LAS VEGAS — Bruce Mertz had been eager to see the Bucks claim their second NBA crown last Tuesday evening after having endured grueling dental surgery that afternoon.

He and his wife, Lori, dined on chicken matzo soup, steamed vegetables over quinoa and grilled salmon. A woozy Mertz left the kitchen of their condo, high atop Water Tower Place, to watch the game.

He never made it to the den.

A founding father of the Bucks’ franchise, the 88-year-old Chicago native passed out, fell and broke his right hip. His wife put a pillow between him and a wall, but he fainted again. She called 9-1-1.

”It all happened so quickly,” Lori said. ”He had been through a traumatic event at the dentist. . . . Just a really bad day.”
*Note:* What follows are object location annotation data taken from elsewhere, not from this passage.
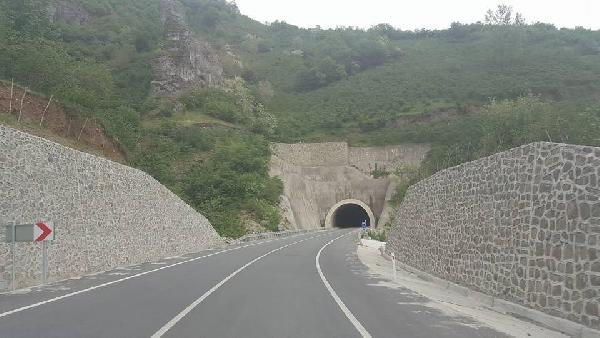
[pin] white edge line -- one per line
(27, 307)
(197, 302)
(361, 329)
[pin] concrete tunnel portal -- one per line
(349, 214)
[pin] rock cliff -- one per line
(187, 60)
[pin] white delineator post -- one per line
(394, 265)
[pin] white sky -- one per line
(414, 14)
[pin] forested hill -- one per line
(192, 90)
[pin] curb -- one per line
(559, 324)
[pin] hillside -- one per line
(192, 91)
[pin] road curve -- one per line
(309, 285)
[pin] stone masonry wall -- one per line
(106, 214)
(522, 225)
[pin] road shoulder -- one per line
(450, 302)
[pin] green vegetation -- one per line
(469, 91)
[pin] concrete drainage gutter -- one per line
(564, 326)
(269, 235)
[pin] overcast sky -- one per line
(414, 14)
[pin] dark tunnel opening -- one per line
(350, 216)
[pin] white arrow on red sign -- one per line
(43, 232)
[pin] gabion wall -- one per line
(522, 225)
(106, 214)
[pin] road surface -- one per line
(309, 285)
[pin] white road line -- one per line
(361, 329)
(197, 302)
(132, 277)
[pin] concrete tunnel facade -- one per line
(350, 213)
(332, 185)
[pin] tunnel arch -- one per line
(348, 206)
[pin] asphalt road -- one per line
(309, 285)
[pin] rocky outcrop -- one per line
(68, 12)
(187, 61)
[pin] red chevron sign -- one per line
(43, 232)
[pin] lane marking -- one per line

The first time the Bucks had been poised to clinch an NBA title, on April 30, 1971, Mertz had a choice perch — courtside at the Baltimore Civic Center — to witness their sweep of the Bullets.

This time, he fell asleep watching Game 6 in a room at Northwestern Memorial Hospital. He didn’t learn that the Bucks had beaten the Suns until hearing the details from a bedside radio Wednesday morning.

A few hours later, he underwent hip-replacement surgery. From his hospital bed Thursday, he fondly recalled the 1971 celebrations in Milwaukee and the Wisconsin Avenue parade. His group sold the franchise in 1976, but he remains a Bucks fan.

”Absolutely,” Mertz said faintly. ”That first one was very exciting. And as great as Kareem [Abdul-Jabbar] was, I think Giannis Antetokounmpo is as good as Kareem, without question. He can dribble the ball like a guard.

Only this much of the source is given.